Anmerkung zur Lebenserwartung der Isländer und deren Ernährung – aus: Wikipedia: 

Aufgrund des rauen Klimas und der langen Winter war die isländische Küche sehr karg. Sie kannte kaum Gewürze und verwertete traditionell alles Essbare. Die wichtigste Zubereitungsmethode war das Kochen.

Die Basis der isländischen Küche war der Fischfang.

Die Viehzucht auf Island beschränkte sich auf Schafe, Kühe und Pferde.
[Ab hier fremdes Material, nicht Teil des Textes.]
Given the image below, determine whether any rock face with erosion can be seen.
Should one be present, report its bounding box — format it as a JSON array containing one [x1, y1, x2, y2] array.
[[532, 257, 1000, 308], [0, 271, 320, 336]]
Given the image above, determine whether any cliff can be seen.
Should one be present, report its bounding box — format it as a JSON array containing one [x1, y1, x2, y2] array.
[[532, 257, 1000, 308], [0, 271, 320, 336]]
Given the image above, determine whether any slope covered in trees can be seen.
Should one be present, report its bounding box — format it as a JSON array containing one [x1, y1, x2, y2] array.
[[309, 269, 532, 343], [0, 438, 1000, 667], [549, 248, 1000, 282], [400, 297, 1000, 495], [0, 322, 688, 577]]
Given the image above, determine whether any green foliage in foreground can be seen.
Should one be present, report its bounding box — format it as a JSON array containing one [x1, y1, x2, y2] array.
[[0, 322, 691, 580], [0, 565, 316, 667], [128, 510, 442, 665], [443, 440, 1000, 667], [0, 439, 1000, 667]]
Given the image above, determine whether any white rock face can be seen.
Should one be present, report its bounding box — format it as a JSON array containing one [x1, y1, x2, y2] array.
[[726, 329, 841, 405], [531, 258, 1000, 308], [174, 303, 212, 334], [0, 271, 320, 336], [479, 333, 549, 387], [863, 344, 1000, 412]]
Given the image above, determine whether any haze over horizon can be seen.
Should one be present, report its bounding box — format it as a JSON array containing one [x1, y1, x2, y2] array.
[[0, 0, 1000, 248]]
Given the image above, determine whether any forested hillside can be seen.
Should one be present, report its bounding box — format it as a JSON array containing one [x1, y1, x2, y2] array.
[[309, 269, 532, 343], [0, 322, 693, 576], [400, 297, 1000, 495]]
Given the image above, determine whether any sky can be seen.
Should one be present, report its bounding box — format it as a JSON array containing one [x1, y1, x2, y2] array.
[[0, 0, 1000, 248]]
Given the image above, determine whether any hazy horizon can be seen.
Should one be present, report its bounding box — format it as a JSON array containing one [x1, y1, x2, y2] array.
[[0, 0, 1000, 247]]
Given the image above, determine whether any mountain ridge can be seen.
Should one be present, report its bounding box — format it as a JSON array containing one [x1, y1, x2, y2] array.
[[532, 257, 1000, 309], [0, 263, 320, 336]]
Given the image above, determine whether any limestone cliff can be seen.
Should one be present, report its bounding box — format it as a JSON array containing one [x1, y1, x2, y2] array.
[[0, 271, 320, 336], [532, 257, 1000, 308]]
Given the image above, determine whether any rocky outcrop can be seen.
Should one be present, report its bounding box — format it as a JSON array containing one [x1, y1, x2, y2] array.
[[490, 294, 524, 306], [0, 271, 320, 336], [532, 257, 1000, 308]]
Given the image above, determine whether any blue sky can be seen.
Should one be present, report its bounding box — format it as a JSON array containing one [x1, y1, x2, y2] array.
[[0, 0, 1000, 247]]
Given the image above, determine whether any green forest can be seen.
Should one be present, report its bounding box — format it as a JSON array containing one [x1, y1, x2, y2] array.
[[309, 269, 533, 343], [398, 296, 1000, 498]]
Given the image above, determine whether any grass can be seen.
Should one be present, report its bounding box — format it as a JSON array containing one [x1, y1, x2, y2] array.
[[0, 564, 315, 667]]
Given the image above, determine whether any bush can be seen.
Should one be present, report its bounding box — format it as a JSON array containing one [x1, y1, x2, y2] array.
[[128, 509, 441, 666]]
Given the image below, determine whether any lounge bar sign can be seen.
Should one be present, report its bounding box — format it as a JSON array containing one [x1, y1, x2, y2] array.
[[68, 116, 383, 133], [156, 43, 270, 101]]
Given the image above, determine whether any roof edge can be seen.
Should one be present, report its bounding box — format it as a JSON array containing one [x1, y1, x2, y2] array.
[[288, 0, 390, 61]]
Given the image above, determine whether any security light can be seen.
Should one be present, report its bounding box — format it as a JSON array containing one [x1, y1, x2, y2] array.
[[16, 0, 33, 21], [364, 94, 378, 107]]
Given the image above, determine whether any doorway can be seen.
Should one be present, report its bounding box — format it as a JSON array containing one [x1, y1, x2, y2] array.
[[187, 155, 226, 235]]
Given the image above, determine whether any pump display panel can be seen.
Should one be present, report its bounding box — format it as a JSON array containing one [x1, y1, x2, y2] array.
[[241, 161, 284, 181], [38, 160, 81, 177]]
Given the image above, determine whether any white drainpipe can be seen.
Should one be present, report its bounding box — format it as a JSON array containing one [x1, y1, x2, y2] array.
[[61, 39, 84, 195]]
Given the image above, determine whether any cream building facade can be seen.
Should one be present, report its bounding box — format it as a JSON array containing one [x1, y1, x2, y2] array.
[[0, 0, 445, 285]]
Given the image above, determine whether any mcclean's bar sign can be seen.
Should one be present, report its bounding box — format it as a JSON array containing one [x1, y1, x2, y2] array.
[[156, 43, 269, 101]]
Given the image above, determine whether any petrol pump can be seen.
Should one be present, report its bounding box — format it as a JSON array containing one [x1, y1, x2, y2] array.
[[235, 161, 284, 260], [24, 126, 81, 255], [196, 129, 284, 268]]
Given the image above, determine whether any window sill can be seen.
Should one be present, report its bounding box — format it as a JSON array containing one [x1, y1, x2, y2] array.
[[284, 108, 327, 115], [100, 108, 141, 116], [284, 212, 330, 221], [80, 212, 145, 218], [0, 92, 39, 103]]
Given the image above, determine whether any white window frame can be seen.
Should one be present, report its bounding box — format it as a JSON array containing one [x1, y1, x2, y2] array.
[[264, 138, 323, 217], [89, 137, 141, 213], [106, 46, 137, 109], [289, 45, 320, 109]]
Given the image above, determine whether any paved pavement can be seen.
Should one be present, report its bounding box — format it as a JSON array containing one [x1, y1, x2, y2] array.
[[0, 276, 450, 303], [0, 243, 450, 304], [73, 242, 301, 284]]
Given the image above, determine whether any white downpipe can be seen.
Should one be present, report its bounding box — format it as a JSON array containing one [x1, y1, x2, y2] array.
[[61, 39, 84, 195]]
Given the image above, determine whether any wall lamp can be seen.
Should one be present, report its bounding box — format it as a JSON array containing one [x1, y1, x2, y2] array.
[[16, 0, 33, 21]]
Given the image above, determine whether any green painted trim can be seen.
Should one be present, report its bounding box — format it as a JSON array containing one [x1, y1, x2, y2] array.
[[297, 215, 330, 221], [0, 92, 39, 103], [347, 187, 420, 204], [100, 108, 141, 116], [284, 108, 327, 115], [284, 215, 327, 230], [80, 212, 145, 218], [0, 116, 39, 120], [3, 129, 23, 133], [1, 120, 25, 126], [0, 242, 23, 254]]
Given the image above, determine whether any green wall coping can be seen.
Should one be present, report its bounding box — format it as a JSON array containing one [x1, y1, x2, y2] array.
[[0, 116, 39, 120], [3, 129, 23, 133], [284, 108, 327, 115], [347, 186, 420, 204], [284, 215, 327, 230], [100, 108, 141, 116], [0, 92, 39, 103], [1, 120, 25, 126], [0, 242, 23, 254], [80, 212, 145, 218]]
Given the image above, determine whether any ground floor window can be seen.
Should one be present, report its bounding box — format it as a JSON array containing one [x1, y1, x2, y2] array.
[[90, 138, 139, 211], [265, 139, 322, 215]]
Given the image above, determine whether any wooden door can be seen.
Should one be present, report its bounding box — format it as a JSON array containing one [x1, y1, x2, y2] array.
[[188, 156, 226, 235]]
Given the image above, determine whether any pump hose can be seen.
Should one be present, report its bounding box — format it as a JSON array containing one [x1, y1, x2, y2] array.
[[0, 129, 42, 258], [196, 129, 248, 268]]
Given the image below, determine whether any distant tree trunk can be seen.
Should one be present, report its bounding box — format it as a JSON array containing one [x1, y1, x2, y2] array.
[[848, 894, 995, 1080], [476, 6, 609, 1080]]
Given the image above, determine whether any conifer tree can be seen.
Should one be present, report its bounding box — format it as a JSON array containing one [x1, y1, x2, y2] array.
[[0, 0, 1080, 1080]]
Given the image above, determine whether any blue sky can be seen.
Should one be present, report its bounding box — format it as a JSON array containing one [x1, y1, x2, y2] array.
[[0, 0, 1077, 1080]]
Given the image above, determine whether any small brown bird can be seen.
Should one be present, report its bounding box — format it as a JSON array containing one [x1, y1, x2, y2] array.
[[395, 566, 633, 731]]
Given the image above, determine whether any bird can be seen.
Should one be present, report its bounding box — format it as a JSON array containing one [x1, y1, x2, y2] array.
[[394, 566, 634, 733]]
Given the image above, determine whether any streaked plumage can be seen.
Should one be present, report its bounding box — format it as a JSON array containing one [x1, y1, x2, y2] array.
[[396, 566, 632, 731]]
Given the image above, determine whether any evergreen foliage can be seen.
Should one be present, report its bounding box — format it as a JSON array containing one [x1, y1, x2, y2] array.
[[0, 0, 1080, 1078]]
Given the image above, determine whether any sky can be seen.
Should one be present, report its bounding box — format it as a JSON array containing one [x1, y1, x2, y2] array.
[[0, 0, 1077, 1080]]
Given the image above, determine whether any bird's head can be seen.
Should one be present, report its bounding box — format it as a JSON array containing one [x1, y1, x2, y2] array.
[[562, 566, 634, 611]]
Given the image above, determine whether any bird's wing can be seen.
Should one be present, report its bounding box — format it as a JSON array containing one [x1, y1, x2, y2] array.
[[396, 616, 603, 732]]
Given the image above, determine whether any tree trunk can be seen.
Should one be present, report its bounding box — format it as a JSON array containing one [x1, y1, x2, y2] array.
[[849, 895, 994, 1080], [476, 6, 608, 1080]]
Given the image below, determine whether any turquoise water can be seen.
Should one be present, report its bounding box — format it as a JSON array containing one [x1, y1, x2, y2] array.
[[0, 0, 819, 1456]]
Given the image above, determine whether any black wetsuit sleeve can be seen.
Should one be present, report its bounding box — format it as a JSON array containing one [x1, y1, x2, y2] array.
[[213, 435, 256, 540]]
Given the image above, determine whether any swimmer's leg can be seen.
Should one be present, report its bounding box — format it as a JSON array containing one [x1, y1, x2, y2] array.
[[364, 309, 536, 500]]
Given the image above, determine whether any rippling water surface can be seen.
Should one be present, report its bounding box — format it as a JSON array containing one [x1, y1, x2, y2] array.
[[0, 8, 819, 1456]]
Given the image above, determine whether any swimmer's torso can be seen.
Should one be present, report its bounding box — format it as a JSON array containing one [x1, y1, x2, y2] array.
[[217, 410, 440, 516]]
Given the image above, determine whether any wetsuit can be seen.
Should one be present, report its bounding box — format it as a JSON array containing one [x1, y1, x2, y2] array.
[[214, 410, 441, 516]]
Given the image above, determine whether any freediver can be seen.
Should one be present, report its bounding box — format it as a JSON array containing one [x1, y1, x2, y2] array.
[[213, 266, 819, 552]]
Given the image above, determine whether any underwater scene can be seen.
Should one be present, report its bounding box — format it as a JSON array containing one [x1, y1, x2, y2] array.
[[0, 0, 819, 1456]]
Gegessen wurden daher auch Seevögel wie Tordalken, Trottellummen, Gryllteisten, Papageientaucher und ihre Eier, aber auch Wal– und Robbenfleisch.

Der Anbau von Getreide und Gemüse war in Island aufgrund der geografischen Lage kaum möglich, infolgedessen wurde es in der isländischen Küche kaum verwendet. Daher spielte auch Brot jahrhundertelang keine wesentliche Rolle in der Ernährung.

Mehl konnte teilweise durch gemahlenes Isländisch Moos ersetzt werden.

Rüben, Kohl, Rhabarber, verschiedene Ampfersorten, Angelica und Beeren wie Heidelbeeren, Rauschbeeren und Krähenbeeren lieferten Vitamine. Wacholderbeeren, Isländischer Thymian (blóðberg), Kerbel und Kümmel dienten als Würze.

Eine isländische Spezialität ist der Skyr, eine Art Frischkäse. Die bei der Käse-Produktion gewonnene Molke wurde für verschiedene Getränke und zum Konservieren von Fleischprodukten verwendet.

Die Konservierung von Fleisch und anderen Lebensmitteln war sehr wichtig, um die langen Winter überleben zu können. Die hierfür verwendeten Methoden waren Räuchern, Pökeln, Trocknen, Einsalzen, milchsauer Einlegen und die Fermentierung.